- Sire: Cochise
- Grandsire: Boswell
- Dam: Lucy Lufton
- Damsire: Nimbus
- Sex: Mare
- Foaled: 1961
- Country: United States
- Color: Bay
- Breeder: Renappi Corp.
- Owner: Brandywine Stable
- Trainer: Virgil W. "Buddy" Raines
- Record: 30: 13-6-5
- Earnings: $227,329

Major wins
- Delaware Handicap (1966) Spinster Stakes (1966) Diana Handicap (1966)

Awards
- DRF United States Champion Handicap Mare (1966)

Honors
- Aiken Thoroughbred Racing Hall of Fame (1977)

= Open Fire (horse) =

American Thoroughbred racehorse

Open Fire (1961–1980) was an American Thoroughbred Champion racehorse who was elected to the Aiken Thoroughbred Racing Hall of Fame in 1977.

==Background==
Open Fire was a bay mare sired by Brandywine Stable's multiple stakes winner Cochise. Open Fire was out of the mare Lucy Lufton, whose sire Nimbus was a son of Nearco, one of the world's most influential sires in the history of Thoroughbred racing.

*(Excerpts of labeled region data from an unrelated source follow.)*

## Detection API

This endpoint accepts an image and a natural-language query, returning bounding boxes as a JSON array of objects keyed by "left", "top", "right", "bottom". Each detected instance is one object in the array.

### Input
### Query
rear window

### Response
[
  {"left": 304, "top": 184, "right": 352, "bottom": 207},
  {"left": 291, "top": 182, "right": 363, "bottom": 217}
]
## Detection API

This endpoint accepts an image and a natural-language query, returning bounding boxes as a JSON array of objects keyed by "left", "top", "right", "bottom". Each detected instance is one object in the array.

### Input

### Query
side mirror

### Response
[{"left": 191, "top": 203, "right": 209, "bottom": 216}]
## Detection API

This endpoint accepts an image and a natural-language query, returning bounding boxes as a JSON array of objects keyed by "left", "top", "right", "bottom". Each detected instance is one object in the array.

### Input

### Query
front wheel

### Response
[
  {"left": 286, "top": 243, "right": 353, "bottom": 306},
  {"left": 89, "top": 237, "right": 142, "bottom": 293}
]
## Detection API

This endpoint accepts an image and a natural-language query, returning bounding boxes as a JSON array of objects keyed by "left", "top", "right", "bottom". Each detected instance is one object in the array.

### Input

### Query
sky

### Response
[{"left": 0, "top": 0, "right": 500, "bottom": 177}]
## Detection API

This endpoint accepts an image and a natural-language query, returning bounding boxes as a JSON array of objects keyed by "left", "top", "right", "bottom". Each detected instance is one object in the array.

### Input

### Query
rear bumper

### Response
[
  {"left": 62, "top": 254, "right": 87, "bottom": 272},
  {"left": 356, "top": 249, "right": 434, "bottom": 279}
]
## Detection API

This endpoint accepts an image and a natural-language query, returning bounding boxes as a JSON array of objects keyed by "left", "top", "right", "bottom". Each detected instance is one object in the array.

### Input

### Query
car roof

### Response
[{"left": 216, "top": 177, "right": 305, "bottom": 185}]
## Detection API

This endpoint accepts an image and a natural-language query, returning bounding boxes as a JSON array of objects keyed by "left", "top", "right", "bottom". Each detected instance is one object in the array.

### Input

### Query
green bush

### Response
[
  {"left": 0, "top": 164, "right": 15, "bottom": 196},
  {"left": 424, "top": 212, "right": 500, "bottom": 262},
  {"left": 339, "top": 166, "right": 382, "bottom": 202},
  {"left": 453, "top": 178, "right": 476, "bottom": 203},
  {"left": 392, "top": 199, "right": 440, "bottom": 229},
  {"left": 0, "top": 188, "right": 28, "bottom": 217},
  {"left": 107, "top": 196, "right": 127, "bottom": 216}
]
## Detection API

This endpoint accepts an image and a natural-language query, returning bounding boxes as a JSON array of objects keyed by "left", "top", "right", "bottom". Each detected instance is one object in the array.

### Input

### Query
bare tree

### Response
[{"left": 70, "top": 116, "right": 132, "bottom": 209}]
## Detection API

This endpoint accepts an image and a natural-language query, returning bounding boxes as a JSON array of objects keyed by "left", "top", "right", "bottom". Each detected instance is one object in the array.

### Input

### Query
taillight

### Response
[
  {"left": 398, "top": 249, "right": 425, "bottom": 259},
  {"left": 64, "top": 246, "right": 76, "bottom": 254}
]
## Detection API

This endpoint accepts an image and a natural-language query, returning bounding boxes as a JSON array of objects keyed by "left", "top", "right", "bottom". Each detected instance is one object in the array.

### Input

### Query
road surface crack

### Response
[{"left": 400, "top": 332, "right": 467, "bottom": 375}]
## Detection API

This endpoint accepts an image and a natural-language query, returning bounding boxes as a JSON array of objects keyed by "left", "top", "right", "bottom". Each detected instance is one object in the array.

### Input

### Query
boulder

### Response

Owned and raced under the Brandywine Stable banner by Delaware Park Racetrack president Donald P. Ross, Open Fire was trained by Buddy Raines.

==Racing career==
A late developer, in 1966 the five-year-old was one of the dominant mares in American racing whose performances earned her United States Champion Handicap Mare honors from the Daily Racing Form. The rival Thoroughbred Racing Association award was won by Summer Scandal. That year, she had three major stakes wins, set a new track record for 11/8 miles at Saratoga Race Course, and equaled the Delaware Park Racetrack record for 11/4 miles. In one of her impressive performances at Saratoga, Open Fire won the Diana Handicap by ten lengths on a sloppy track.

==Breeding record==
Retired to broodmare duty, Open Fire produced seven foals.